Hyponatremia Clinical Trial
Official title:
Phenotypic Characterization of Neuropsychologic and Physical Performance in Geriatric Patients Suffering From Hyponatremia.
Our purpose is to investigate the improvement of the cognitive, neuropsychologic and physical capabilities using a standardized multidimensional geriatric assessment (MGA) consisting of a battery of validated assays after correction of hyponatremia in patients 70 years or older.
With an occurrence of up to 30%, hyponatremia, defined as a serum sodium concentration of
less than 135 mmol/L, is the most commonly encountered electrolyte disorder in hospitalized
patients today. The highest incidence of hyponatremia is found in the elderly.
Retrospective analyses clearly show an association between hyponatremia and mortality as well
as morbidity and this association is not confined only to severely decreased sodium levels.
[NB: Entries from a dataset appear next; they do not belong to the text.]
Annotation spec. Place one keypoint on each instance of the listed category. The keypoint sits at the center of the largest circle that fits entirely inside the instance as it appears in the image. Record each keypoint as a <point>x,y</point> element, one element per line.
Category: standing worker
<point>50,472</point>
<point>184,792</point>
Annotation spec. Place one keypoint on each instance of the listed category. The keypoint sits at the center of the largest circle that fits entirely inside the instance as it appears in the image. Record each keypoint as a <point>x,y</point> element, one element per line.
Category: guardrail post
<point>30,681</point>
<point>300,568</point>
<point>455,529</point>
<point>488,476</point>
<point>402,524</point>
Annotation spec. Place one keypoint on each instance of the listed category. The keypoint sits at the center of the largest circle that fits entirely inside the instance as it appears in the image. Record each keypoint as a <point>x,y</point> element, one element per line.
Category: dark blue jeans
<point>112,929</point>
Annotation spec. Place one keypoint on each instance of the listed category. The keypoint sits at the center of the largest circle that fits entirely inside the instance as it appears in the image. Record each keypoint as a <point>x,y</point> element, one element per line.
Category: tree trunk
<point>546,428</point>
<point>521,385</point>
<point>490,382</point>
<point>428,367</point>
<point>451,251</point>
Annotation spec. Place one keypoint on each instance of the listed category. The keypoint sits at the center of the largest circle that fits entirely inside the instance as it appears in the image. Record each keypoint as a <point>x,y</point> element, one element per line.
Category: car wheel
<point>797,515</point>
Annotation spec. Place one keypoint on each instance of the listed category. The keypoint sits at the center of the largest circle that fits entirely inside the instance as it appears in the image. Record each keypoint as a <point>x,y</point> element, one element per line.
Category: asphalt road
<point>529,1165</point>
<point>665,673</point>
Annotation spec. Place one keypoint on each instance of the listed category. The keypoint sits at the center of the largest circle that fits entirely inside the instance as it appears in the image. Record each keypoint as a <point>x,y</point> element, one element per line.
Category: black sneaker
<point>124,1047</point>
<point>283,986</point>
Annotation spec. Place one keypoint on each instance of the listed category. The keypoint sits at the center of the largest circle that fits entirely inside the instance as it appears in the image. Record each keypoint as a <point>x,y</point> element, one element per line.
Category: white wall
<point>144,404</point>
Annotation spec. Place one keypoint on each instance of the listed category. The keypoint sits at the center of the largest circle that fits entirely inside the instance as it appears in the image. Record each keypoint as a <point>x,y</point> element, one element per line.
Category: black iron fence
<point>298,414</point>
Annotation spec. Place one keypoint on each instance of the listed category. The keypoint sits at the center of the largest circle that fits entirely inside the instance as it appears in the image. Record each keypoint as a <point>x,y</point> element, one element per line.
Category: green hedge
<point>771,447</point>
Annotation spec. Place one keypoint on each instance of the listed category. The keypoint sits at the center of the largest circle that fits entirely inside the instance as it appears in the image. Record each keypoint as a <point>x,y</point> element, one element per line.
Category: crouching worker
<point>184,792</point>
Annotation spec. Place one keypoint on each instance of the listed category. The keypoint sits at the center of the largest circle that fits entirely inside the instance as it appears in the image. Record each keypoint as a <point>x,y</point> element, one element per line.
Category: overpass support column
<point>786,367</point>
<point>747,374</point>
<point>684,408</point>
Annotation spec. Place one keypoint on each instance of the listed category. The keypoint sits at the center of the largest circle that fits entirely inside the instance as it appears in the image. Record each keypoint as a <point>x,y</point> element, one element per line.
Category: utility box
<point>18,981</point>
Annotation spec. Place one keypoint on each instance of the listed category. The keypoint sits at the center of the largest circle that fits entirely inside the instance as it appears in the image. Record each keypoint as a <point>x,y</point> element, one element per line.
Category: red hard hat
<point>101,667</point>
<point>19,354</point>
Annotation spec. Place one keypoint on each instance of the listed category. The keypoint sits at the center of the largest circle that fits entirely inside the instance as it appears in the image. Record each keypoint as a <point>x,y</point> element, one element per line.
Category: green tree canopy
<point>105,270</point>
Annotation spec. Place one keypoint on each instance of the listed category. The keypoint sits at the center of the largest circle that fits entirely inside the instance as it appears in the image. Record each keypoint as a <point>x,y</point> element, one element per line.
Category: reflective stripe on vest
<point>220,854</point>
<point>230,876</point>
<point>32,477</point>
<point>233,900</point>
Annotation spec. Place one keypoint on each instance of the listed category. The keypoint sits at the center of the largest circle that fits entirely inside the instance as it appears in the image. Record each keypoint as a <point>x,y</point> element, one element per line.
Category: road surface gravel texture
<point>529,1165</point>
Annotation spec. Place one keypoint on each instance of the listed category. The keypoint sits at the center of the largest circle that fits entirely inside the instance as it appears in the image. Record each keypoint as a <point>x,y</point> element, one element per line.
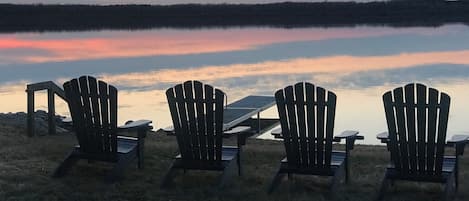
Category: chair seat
<point>228,153</point>
<point>124,145</point>
<point>449,165</point>
<point>337,160</point>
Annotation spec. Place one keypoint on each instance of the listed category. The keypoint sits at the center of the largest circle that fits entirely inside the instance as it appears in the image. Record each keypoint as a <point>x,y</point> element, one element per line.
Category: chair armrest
<point>458,139</point>
<point>136,125</point>
<point>277,133</point>
<point>141,126</point>
<point>384,137</point>
<point>237,130</point>
<point>347,134</point>
<point>241,133</point>
<point>350,136</point>
<point>459,143</point>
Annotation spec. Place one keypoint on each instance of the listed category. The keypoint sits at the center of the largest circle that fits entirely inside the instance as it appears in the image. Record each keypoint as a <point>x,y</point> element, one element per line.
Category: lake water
<point>166,2</point>
<point>358,63</point>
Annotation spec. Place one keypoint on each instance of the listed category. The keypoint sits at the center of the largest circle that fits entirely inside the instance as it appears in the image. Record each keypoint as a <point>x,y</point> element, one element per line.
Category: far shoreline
<point>27,18</point>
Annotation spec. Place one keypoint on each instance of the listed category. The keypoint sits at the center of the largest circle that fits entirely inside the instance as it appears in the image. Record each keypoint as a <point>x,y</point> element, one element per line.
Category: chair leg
<point>168,176</point>
<point>238,161</point>
<point>384,185</point>
<point>117,172</point>
<point>275,181</point>
<point>69,161</point>
<point>456,176</point>
<point>336,179</point>
<point>227,173</point>
<point>450,189</point>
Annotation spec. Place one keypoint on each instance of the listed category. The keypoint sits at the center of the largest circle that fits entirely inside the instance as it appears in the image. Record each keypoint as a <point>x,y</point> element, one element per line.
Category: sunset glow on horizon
<point>358,63</point>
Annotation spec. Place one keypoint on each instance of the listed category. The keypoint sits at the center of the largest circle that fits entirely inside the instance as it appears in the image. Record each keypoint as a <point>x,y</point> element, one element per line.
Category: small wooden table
<point>239,113</point>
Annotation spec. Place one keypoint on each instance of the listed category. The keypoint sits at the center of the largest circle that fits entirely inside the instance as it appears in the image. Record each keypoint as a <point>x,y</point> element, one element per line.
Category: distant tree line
<point>89,17</point>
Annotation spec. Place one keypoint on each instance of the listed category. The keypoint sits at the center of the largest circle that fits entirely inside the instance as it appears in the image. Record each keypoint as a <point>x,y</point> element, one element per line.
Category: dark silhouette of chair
<point>93,108</point>
<point>417,119</point>
<point>307,115</point>
<point>197,114</point>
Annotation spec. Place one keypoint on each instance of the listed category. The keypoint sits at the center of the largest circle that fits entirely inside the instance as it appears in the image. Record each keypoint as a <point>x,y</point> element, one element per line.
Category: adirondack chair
<point>197,114</point>
<point>307,115</point>
<point>417,119</point>
<point>93,108</point>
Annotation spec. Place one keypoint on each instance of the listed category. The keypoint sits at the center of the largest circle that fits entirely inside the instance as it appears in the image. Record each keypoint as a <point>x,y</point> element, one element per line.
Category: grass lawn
<point>26,165</point>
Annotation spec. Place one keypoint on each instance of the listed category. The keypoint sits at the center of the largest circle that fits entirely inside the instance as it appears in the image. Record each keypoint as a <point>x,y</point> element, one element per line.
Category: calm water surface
<point>359,64</point>
<point>165,2</point>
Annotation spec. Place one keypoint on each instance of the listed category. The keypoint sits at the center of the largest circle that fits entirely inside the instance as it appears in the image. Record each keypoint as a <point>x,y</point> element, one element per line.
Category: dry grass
<point>27,163</point>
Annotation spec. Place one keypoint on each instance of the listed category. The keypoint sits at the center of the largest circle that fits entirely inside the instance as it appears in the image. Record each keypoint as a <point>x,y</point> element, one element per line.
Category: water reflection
<point>359,64</point>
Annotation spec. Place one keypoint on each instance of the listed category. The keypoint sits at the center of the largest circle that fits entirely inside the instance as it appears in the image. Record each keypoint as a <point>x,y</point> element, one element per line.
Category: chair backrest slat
<point>201,120</point>
<point>197,114</point>
<point>93,107</point>
<point>410,115</point>
<point>417,119</point>
<point>307,115</point>
<point>421,126</point>
<point>300,109</point>
<point>311,117</point>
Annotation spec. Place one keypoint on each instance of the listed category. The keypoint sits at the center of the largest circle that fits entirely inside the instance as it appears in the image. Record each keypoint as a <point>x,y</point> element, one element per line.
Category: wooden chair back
<point>417,119</point>
<point>307,115</point>
<point>197,114</point>
<point>93,107</point>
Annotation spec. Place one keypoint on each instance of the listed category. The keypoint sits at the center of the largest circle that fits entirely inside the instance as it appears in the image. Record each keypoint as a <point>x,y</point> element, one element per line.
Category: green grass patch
<point>26,165</point>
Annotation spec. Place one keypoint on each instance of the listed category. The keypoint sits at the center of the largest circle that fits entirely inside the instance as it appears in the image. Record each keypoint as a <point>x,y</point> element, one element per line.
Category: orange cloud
<point>112,44</point>
<point>334,64</point>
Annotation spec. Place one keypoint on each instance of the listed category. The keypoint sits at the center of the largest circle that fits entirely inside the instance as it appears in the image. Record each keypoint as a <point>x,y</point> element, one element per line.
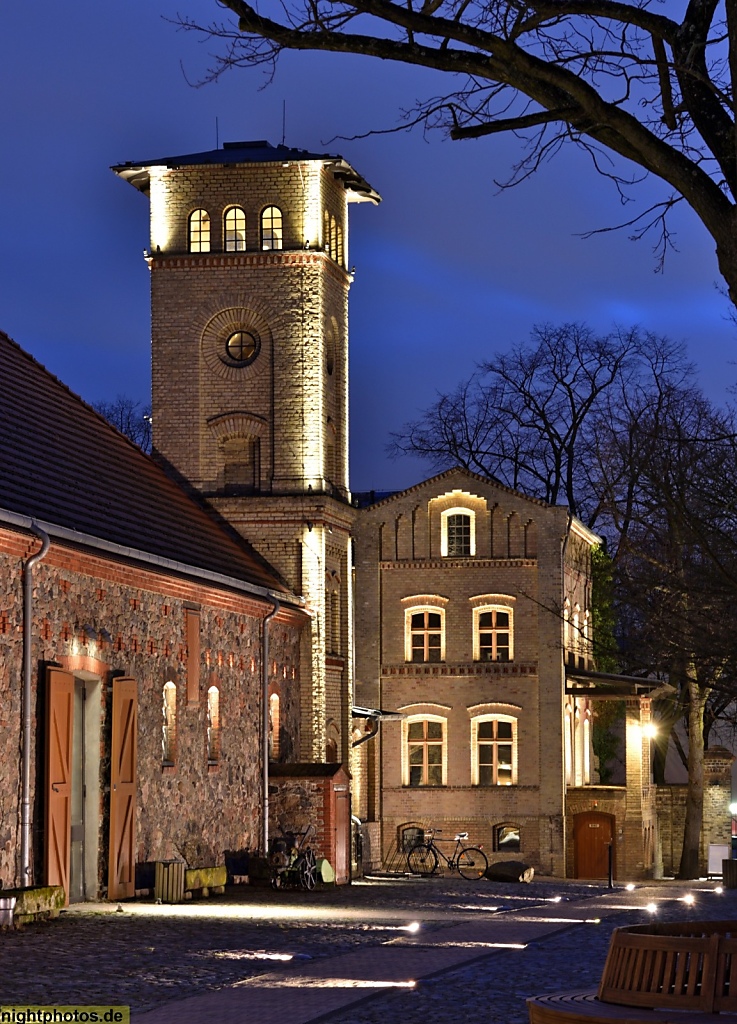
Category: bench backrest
<point>688,967</point>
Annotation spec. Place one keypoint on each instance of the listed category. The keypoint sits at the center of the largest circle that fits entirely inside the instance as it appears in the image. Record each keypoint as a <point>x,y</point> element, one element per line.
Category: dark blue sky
<point>448,270</point>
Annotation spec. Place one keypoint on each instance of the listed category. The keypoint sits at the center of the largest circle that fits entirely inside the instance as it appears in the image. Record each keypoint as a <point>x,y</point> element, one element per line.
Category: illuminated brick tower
<point>249,261</point>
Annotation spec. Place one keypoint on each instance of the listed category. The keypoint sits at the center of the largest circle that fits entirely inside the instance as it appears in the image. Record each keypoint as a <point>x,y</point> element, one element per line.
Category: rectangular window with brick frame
<point>425,755</point>
<point>493,748</point>
<point>426,635</point>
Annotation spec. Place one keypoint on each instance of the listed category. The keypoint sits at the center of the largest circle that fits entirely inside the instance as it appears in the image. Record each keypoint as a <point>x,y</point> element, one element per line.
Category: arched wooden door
<point>59,720</point>
<point>124,784</point>
<point>593,835</point>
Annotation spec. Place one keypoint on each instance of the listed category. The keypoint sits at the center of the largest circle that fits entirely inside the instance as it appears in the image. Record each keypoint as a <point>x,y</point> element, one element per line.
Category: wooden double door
<point>73,784</point>
<point>593,839</point>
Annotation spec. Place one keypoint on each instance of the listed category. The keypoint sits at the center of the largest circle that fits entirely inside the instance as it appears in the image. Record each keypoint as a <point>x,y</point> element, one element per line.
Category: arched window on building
<point>234,232</point>
<point>274,725</point>
<point>213,736</point>
<point>425,751</point>
<point>332,743</point>
<point>507,838</point>
<point>493,635</point>
<point>493,750</point>
<point>199,231</point>
<point>425,634</point>
<point>271,228</point>
<point>458,532</point>
<point>169,724</point>
<point>326,232</point>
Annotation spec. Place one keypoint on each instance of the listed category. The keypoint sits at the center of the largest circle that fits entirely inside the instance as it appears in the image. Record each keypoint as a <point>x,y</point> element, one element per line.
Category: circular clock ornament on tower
<point>242,347</point>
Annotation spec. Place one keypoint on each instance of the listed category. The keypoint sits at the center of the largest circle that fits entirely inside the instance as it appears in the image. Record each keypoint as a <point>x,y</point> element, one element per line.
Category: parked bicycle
<point>292,861</point>
<point>469,861</point>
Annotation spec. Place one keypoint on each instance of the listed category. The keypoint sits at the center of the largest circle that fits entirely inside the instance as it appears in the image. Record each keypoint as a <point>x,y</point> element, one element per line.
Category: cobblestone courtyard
<point>152,956</point>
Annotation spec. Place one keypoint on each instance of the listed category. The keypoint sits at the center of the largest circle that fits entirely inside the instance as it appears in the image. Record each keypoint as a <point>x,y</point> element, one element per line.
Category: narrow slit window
<point>200,231</point>
<point>271,228</point>
<point>234,230</point>
<point>213,734</point>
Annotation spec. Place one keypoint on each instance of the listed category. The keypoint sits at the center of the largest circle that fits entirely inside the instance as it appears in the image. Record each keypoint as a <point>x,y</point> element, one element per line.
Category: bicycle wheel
<point>472,863</point>
<point>308,870</point>
<point>422,859</point>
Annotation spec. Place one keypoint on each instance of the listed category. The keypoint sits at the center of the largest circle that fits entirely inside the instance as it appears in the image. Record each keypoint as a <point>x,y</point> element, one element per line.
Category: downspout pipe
<point>27,710</point>
<point>265,717</point>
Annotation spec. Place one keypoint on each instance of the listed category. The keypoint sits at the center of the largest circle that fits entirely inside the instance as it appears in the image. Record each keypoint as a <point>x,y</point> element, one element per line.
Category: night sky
<point>448,269</point>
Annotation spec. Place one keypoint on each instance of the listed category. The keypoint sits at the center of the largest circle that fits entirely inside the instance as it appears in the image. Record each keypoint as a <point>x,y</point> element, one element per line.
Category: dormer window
<point>200,231</point>
<point>458,537</point>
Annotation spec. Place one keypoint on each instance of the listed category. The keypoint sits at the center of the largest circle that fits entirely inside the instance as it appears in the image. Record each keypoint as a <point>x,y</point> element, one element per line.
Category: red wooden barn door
<point>343,824</point>
<point>121,880</point>
<point>59,720</point>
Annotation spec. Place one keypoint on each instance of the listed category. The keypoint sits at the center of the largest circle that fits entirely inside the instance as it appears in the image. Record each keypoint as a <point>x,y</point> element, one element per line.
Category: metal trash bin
<point>169,882</point>
<point>7,910</point>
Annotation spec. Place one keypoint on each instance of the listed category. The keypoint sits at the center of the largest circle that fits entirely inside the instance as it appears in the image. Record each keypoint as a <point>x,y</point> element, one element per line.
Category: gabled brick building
<point>467,596</point>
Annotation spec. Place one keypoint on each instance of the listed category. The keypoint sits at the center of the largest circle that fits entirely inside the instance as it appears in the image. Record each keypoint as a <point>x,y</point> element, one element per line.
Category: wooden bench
<point>652,970</point>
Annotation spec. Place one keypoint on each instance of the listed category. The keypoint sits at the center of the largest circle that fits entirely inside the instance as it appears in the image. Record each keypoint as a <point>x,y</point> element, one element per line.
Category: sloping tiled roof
<point>61,463</point>
<point>261,152</point>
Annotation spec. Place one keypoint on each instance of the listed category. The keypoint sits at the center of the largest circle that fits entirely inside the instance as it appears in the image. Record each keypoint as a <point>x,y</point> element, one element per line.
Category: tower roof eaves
<point>259,152</point>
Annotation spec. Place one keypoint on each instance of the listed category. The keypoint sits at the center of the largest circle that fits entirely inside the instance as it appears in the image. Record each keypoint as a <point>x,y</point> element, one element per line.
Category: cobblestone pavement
<point>150,956</point>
Hyponatremia can be an acute and life-threatening condition, which is usually reflected by
severe signs and symptoms, e.g. coma or seizures,but more often it is of chronic nature, and
symptoms may be subtle or even apparently absent due to cerebral adaptation processes. Signs
and symptoms include, among others, nausea, drowsiness, cognitive impairment, memory
deficits, depression, muscle cramps, or gait instability. However, our knowledge of the
highly diverse clinical picture of hyponatremia stems from anecdotic reports and experiments
that were performed by the investigators on themselves in the 1930ies. Thus, no accurate and
thorough description of the symptomatology of hyponatremiain disease has been carried out so
far, except maybe for the extreme conditions, i.e. in patients suffering from seizures or
coma. This is why especially patients with chronic mild-to-moderate hyponatremia (sometimes
defined as a sodium concentration > 125 mmol/L) who may well have subtle or unspecific
symptoms are often perceived as being asymptomatic. Recent investigations have demonstrated
that such patients have a significantly increased risk for falls and bone fractures and
reduced cognitive capacities. Moreover, anecdotic reports have shown that some patients that
were believed to suffer from depression or dementia improved markedly after correction of
their concomitanthyponatremia. There is also mounting evidence that hyponatremia induces
osteoporosis which adds to the risk of bone fractures. Furthermore, in the SALT-trials, the
mental component of the SF-12 questionnaire (Short Form-12) improved significantly after
hyponatremia had been corrected. Interestingly, the mean sodium concentration prior to
treatment was 129 mmol/L indicating mild or moderate hyponatremia. Given the high prevalence
of mild-to-moderate hyponatremiain the elderly, unspecific symptoms like mood instability,
cognitive deficits or others, thatare often attributed to old age could simply be a
consequence of their low sodium level.
To this end, it might well be that by treating hyponatremia the morbidity/mortality in this
population could be reduced and quality of life improved. In light of the growing
medico-economic challenges we are facing secondary to the steadily increasing life expectancy
and the demographic evolution in the western world and the medical problems that come along
with this development the influence of successful correction of hyponatremia on mental and
physical health should be evaluated. To our knowledge this has not been investigated so far.
The syndrome of inappropriate ADH secretion (SIADH) accounts for more than a third of all
cases of hyponatremia and probably is by far the most frequent aetiology of chronic mild to
moderate hyponatremia. While newly developed SIADH is often induced by malignancies,
pulmonary or cerebral disease in the general population, longstanding chronic hyponatremia in
elderly is usually due to idiopathic or drug-associated SIADH. Apart from SIADH, hypovolemia
or reduction of the effective arterial blood volume, e.g. in cardiac failure or liver
cirrhosis, are common causes of hyponatremia. Although hyponatremia might have an impact on
the mental and physical status as well as on the patient's prognosis regardless of the
underlying cause, most aetiologies except for SIADH might be confounding factors, since they
often induce a "hyponatremia-like" clinical picture by themselves, e.g. hepatic
encephalopathy in liver disease etc. Another possible confounder may be hemoglobin. Recent
work shows that hyponatremia is associated with anaemia, which is a highly prevalent symptom
in elderly patients and an acknowledged risk factor for poor outcome in this population. The
underlying pathogenesis of this association is still unknown. Regarding the fact that anaemia
and hyponatremia are both risk factors for increased morbidity and mortality in elderly
patients that are potentially curable, analysis of influence on the multidimensional
geriatric assessment (MGA) before and after correction is challenging. To our knowledge,
these possible confounders have not been accounted for in the existing literature. Moreover,
no accurate evaluation of the origin of hyponatremia has been reported.